In the pattern-recognition approach, a knowledge base of versions of a given speech pattern is assembled ("training"), and recognition is achieved through comparison of the input speech pattern with the speech patterns in the knowledge base to determine the best match. The paradigm has four steps: (1) feature extraction using spectral analysis, (2) pattern training to produce reference patterns for an utterance class, (3) pattern classification to compare unknown test patterns with the class reference pattern by measuring the spectral "distance" between two well-defined spectral vectors and aligning the time to compensate for the different rates of speaking of the two patterns (dynamic time warping, DTW), and (4) decision logic whereby similarity scores are utilized to select the best match. Pattern recognition requires heavy computation, particularly for steps (2) and (3) and pattern recognition for large numbers of sound classes often becomes prohibitive.
Therefore, systems relying on the human voice for information input, because of the inherent vagaries of speech (including homophones, word similarity, accent, sound level, syllabic emphasis, speech pattern, background noise, and so on), require considerable signal processing power and large look-up table databases in order to attain even minimal levels of accuracy. Mainframe computers and high-end workstations are beginning to approach acceptable levels of voice recognition, but even with the memory and computational power available in present personal computers (PCs), speech recognition for those machines is so far largely limited to given sets of specific voice commands. For devices with far less memory and processing power than PCs, such as PDAs, mobile phones, toys, entertainment devices, accurate recognition of natural speech has been hitherto impossible. For example, a typical voice-activated cellular phone allows preprogramming by reciting a name and then entering an associated number. When the user subsequently recites the name, a microprocessor in the cell phone will attempt to match the recited name's voice pattern with the stored number. As anyone who has used present day voice-activated cell phones knows, the match is sometimes inaccurate (due to inconsistent pronunciation, background noise, and inherent limitations due to lack of processing power) and only about 25 stored numbers are possible. In PDA devices, it is necessary for device manufacturers to perform extensive redesign to achieve even very limited voice recognition (for example, present PDAs cannot search a database in response to voice input).
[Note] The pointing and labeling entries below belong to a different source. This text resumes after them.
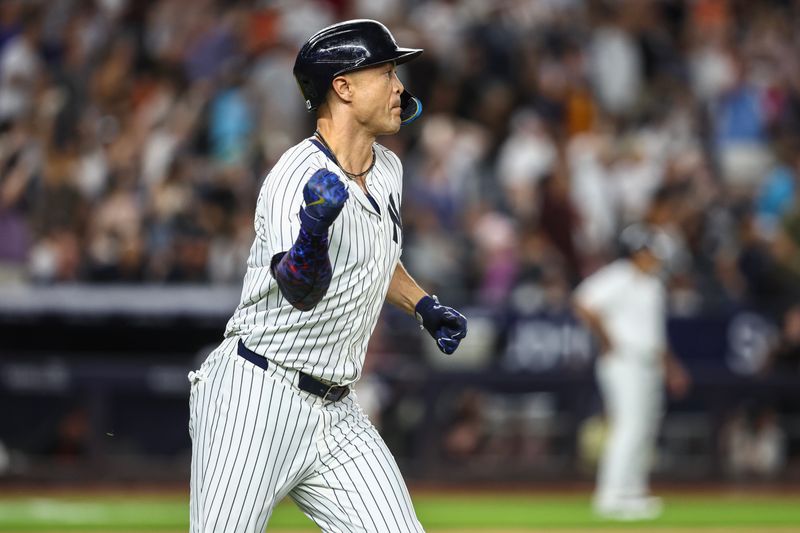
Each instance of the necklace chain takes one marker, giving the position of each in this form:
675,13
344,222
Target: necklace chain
350,175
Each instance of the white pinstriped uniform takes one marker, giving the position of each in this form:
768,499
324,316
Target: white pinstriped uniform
256,437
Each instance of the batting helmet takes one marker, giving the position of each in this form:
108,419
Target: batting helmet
345,47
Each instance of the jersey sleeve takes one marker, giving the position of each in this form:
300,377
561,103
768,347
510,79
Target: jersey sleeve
277,223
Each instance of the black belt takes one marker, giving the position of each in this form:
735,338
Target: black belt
332,393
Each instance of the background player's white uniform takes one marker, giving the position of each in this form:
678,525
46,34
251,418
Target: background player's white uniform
256,437
632,306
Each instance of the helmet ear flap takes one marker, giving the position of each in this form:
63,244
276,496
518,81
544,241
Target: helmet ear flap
410,108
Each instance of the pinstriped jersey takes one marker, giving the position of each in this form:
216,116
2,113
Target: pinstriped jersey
328,342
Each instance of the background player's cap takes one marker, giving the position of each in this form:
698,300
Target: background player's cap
345,47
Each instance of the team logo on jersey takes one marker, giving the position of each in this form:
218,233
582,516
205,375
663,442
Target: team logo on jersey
394,214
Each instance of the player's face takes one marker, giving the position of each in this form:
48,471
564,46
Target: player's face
376,98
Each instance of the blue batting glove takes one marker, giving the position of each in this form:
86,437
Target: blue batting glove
445,324
325,195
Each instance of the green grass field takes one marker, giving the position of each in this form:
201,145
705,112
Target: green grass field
437,511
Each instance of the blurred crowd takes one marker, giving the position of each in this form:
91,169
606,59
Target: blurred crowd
134,135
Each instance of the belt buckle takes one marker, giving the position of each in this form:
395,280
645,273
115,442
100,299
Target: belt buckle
331,396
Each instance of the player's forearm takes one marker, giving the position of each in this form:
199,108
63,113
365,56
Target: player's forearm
595,325
304,272
404,292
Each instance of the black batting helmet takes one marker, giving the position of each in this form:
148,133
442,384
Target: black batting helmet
345,47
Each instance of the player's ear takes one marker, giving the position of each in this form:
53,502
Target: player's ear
343,88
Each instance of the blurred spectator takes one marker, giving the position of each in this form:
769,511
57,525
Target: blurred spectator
754,444
133,138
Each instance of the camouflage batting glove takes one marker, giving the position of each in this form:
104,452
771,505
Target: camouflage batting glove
325,195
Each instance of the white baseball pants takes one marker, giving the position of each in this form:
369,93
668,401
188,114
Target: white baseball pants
633,397
257,438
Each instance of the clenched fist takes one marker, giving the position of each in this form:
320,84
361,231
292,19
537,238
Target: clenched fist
325,195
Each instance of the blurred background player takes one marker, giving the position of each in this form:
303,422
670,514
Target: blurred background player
624,305
271,410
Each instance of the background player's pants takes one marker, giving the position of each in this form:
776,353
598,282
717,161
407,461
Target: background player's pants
257,438
633,397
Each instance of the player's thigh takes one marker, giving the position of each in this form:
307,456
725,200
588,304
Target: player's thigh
257,438
360,488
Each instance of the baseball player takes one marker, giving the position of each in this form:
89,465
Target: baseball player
624,304
272,412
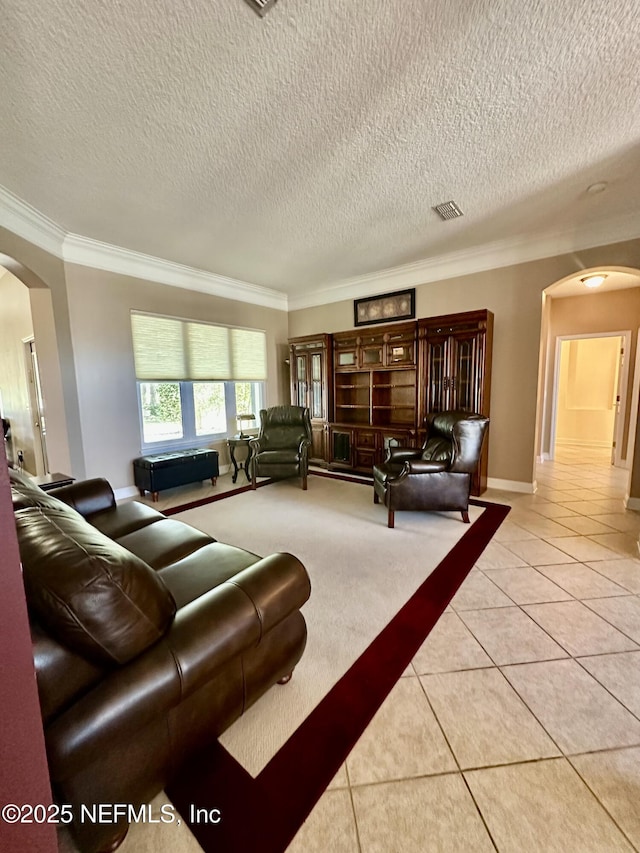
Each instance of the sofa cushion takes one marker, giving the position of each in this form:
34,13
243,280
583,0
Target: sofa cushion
91,594
124,518
164,542
204,570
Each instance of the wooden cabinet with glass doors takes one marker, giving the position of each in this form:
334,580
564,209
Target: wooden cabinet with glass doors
455,369
311,386
368,389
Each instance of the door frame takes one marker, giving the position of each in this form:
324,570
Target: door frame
623,383
36,406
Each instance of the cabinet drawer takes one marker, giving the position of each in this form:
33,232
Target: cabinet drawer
364,458
365,438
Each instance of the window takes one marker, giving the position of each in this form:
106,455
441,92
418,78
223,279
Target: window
194,379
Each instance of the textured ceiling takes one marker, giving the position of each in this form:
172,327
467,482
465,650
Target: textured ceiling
309,147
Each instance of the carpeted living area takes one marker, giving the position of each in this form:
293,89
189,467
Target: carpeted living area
376,594
361,573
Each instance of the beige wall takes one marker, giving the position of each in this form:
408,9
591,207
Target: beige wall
15,326
587,389
514,294
100,306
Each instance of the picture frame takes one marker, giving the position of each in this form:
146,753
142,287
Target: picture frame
385,308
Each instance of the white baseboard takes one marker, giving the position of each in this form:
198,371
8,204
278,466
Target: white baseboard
511,485
578,442
126,492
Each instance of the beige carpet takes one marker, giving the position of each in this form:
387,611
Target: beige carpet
361,574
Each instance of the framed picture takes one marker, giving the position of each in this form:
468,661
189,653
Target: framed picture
385,308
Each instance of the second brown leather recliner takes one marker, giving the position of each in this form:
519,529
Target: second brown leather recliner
282,447
436,476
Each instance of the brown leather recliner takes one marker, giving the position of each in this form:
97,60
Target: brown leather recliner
282,446
149,638
438,475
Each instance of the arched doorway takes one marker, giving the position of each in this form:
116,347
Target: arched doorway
588,382
32,396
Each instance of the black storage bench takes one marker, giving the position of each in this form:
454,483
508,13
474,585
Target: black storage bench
167,470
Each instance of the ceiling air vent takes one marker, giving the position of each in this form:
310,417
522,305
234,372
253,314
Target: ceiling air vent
261,6
448,210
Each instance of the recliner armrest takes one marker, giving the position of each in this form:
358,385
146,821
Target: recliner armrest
402,454
87,496
425,466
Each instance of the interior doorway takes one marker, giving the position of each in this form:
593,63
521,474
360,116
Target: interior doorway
590,393
36,407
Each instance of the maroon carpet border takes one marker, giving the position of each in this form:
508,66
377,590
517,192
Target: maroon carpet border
266,812
174,510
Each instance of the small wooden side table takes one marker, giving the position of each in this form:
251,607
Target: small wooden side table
233,443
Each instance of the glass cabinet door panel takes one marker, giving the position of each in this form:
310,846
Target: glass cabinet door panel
301,380
437,390
317,409
464,362
346,358
371,355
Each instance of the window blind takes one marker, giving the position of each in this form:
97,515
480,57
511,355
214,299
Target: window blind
168,348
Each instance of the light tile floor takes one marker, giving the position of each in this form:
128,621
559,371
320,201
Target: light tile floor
517,726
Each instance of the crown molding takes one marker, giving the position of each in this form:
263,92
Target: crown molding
27,222
502,253
104,256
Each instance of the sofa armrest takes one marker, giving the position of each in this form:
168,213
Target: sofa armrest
87,496
402,454
425,466
276,586
204,636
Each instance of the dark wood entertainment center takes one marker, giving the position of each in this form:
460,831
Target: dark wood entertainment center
370,388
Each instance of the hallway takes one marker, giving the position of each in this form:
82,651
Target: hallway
517,725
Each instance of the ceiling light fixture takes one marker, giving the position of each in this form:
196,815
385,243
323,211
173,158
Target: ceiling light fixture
600,187
593,280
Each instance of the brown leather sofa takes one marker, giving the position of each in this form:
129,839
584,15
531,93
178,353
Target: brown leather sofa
438,475
149,638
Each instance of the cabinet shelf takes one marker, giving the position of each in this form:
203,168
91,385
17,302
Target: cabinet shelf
394,385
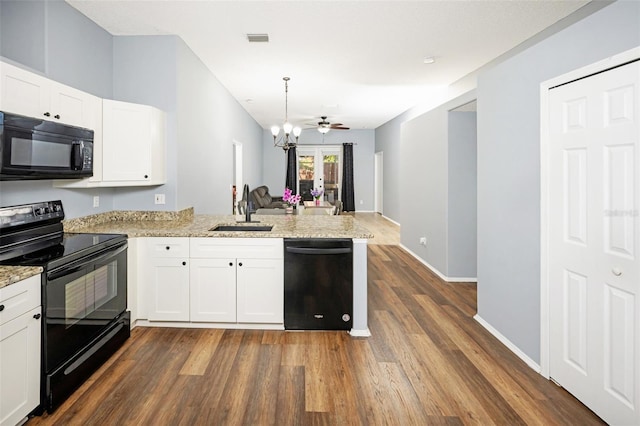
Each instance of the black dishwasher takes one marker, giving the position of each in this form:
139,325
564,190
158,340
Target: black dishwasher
318,284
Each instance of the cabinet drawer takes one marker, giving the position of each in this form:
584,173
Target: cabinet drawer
248,248
18,298
168,247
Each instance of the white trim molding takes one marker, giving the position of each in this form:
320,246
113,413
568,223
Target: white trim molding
438,273
390,220
513,348
545,86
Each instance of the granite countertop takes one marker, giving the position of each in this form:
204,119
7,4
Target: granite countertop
186,224
13,274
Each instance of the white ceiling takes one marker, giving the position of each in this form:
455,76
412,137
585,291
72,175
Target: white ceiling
358,62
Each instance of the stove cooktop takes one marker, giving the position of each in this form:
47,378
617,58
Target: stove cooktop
71,247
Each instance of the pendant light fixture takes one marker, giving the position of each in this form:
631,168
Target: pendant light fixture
287,140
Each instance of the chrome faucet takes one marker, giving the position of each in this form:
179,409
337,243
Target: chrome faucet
248,209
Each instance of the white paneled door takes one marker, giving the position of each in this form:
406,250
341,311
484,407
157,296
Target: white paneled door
594,241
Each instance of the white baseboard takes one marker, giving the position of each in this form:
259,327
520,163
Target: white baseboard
360,333
390,220
438,273
513,348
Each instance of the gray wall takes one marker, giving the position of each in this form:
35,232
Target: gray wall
145,72
462,203
509,166
387,139
57,41
437,180
274,166
54,40
203,119
209,122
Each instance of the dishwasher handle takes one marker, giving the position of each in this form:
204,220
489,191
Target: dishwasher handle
314,250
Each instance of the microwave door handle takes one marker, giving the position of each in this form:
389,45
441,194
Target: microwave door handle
78,264
76,155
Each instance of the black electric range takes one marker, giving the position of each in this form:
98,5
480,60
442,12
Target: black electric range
84,293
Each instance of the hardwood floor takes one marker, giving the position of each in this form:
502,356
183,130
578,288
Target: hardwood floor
427,363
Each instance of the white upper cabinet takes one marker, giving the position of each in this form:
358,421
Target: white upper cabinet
25,93
133,144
As for spelling words for voice input, there is the problem with the confusable sets: {A,J,K}, {B,C,D,E,G,P,T,V,Z}, {Q,U}, {I,Y}, and {F,S,X}. These can generally only be discriminated based upon a small, critical portion of the utterance. Since conventional recognition relies on a simple accumulated distortion score over the entire utterance duration (a binary "yes" or "no"), this does not place sufficient emphasis on the critical parts resulting in poor recognition accuracy. Clearly, an approach would be to weight the critical portions, but this method has not achieved high recognition accuracy and carries a heavy computational burden.
In summary, the memory and computation necessary for accurate and fast voice recognition also require increased electrical power and complex operating systems; all of these carry increased cost. Thus present voice recognition technology is not feasible for mobile communication devices because of their weight, electrical power requirement, complexity, and cost.